Competing in the Augusta 70.3 Ironman last year was a blast and I was eager to sign up this year. However, this past year has been an extremely busy one. In December of last year, I joined a new company based in Brussels, Belgium leading Technology Partnerships. It has been an absolute great and wonderful experience! However, the role has had me on the road nearly every week of each month. This is not ideal for training for an Ironman or any triathlon distance for that matter.
Being a "glass half-full" type of person, I looked at it from the standpoint of professional fulfillment. This doesn't mean I haven't recognized or felt the gaps in the joy I have for training and preparing for a long-distance triathlon but rather another important aspect of my life is being fulfilled. One of the other downsides to massive travel, is the weight gain associated with eating out along with missing workout after workout. I would mix in a run here and run there and do my best to eat healthy but nothing consistent. All the while, I could hear Augusta's siren call pulling towards it and simultaneously feeling helpless to prepare for it.

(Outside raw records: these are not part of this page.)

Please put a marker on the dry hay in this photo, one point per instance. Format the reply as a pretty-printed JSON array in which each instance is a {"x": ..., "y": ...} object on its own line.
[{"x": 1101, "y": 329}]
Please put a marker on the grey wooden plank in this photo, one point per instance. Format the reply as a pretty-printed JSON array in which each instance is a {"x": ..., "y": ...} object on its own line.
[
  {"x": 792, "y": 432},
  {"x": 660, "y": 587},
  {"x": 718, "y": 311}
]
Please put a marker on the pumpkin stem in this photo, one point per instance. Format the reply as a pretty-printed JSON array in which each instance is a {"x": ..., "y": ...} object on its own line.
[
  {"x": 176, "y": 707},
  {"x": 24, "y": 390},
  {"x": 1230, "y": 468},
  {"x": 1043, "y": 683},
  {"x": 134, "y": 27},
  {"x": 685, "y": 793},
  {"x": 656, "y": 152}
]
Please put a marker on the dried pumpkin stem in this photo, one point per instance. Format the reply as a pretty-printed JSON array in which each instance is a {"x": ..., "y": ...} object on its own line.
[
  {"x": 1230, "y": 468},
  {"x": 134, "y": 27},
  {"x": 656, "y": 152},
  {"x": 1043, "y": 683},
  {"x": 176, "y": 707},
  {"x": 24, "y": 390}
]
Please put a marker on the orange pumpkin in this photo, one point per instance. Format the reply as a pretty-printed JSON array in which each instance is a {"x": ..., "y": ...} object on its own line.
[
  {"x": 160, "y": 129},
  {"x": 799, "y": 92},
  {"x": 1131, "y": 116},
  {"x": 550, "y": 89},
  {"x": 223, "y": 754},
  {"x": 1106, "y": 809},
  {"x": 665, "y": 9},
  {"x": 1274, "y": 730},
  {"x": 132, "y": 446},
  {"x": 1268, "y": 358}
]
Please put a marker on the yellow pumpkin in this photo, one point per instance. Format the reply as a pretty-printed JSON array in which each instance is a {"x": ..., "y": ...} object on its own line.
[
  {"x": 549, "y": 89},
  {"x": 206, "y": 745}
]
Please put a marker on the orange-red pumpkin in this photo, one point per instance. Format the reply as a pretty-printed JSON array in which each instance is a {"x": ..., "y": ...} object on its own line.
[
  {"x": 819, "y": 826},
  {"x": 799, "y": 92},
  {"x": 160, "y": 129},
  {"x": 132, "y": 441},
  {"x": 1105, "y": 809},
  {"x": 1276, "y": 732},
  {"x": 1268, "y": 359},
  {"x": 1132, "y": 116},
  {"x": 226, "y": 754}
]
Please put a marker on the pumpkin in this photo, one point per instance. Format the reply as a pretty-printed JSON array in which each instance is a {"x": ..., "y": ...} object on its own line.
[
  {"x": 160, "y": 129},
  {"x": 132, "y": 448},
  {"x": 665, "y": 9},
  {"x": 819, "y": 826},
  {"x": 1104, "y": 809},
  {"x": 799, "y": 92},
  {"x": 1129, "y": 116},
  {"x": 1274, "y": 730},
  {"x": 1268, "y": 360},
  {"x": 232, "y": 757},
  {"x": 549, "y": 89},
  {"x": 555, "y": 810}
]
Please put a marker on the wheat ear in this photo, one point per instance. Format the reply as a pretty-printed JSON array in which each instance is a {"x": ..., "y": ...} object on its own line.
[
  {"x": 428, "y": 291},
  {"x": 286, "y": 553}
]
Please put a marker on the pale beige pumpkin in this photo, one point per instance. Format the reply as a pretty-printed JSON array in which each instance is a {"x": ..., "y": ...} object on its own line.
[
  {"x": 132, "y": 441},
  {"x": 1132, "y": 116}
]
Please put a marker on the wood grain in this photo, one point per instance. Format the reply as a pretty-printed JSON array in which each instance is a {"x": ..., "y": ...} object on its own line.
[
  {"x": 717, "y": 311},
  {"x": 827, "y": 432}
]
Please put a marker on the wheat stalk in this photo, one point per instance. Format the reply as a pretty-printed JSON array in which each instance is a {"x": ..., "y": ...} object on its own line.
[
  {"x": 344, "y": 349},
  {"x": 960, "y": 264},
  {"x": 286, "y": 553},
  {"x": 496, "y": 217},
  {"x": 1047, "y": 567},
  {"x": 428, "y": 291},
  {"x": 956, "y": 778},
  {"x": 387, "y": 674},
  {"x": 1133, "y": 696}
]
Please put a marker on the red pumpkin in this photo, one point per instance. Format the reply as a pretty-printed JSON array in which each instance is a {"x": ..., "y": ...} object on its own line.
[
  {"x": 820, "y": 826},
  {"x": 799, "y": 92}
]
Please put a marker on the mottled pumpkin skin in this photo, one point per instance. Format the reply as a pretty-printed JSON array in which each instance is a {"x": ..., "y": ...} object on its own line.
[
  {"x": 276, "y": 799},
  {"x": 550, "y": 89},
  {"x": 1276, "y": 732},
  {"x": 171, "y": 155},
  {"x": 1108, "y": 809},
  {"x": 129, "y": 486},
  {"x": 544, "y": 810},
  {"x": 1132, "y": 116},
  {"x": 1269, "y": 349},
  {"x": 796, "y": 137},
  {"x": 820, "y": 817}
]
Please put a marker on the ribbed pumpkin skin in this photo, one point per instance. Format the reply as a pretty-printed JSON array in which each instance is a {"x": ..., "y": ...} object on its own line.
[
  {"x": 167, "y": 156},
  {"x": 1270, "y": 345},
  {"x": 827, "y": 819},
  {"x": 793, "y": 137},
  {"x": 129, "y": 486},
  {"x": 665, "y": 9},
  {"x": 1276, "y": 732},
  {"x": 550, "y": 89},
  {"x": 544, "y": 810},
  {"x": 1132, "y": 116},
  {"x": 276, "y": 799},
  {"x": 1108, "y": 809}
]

Fast forward to Sunday, July 1st and there it was...a Facebook post from the folks at Augusta indicating that only 10% of the slots were still available. It was as if I awoke from a dream. The hypnotic trance of travel was broken! Without hesitation, I signed up for the race. I didn't think or care or have a plan. I just acted! Then the realization hit me...what the Hell Stephen? The race is 83 days away and you normally need 27 weeks at a minimum.
For the first time in my life, I didn't panic. Rather, I embraced the challenge and decided to level set expectations. Will I be as fast as last year? Probably not. Will I be ready in 83 days? Hell YES! I'm not a "spring chicken" any more and I recognize that. However, its not really the race I enjoy most but rather it is the journey to the race. I love being outdoors in the water, on my bike, and on a run. While I might complain, I enjoy being beat to heck and seeing the positive transformation of my physique.
It is safe to say, I probably will not be at my athletic best come September 23rd but I will be at my peak both mentally and spiritually. As with all races, I will carry the strong voice of my late good friend Bill "Fred" Haecker saying "Come on Stevo!" There is nothing better than hearing his voice motivate me to continue on and never quit. As you may have read in previous post, Fred was a "mans-man!" He embodied the "I will never quit" attitude and I hope I can carry that fire throughout the rest of my life. I also motivate myself by remembering a couple of key Navy Seal sayings of "Get comfortable being uncomfortable" and "Embrace the pain". These mantras ring true in long-distance triathlon because there is no race that doesn't include being uncomfortable or painful.
Unlike last years race where I enjoyed the camaraderie of having two buddies compete with me, this year will be a journey alone. This is when the focus and perseverance must overcome the adversity and pain. This journey started July 1st on a whim but will explode in a firey bang come Sunday, September 23rd.